Risk-based screening guidelines from The Children's Oncology Group Late Effects Committee consider treatment, cancer type, medical conditions, and behavioral risk factors when determining frequency and type of cardiac surveillance.^46,47 Despite recommendations, not all at-risk survivors are being screened. A single institution study of children treated with anthracycline found that about 80% completed at least one echocardiogram following treatment. ⁴⁸ In addition to screening, long-term assessment of modifiable CVD risk factors and promotion of healthy behaviors, particularly physical activity, is needed among survivors of childhood and AYA cancer. Physical activity interventions in this population have been successful in inducing weight loss, increasing physical activity levels, increasing fitness, and improving metabolic risk factor profile,^49,50 though physical activity promotion is not widespread or standardized. Interestingly, there are racial differences in activity preference, with Saint Onge et al. finding that Blacks prefer team and fitness activities while Whites prefer facility-based exercise. ⁵¹ Additionally, Blacks are more likely than Whites to be ineligible for physical activity interventions due to lack of interest and no-shows. ⁵²

This study has several limitations and strengths. While the SEER registries are recognized as a definitive source of U.S. cancer data, information on specific chemotherapy and radiation regimens of cases is not available, therefore we could not determine whether therapy differences contributed to the racial differences in all-cause and CVD mortality. Additionally, there were small numbers of CVD deaths for certain types of cancer (i.e., melanoma) leading to significant, but wide, CIs that makes interpretation of results more difficult. A strength of this study is the large sample size, which permitted analysis of site-specific racial differences among childhood and AYA cancer survivors and thus broadened our understanding of competing risks of mortality in this population over a 20-year period.

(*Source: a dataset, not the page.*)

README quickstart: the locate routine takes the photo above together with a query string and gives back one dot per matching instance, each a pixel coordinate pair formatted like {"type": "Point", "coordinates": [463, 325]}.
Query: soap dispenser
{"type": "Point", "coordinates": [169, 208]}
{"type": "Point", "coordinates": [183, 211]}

In summary, Black survivors of childhood and AYA cancers have a heightened risk of all-cause and CVD mortality that varies by cancer type, compared to White survivors. Knowledge of at-risk populations is important to guide follow-up care, including surveillance recommendations and behavioral interventions. Given this data, a focus should be placed on strategies to mitigate risk factors common to both all-cause and CVD mortality. Cardioprotective drugs hold promise in protecting against both short and long-term effects of cardiotoxic treatment.^53–55 Furthermore, increasing amounts of physical activity may offset CVD risk. Among survivors of childhood Hodgkin lymphoma, Jones et al. found that vigorous exercise was associated with a lower risk of cardiovascular events over a median follow-up of 11.9 years, and that the association was independent of treatment and risk factor profile. ⁵⁶ Taken together, Black and White survivors of childhood and AYA cancers require greater access to preventative services and long-term survivorship monitoring.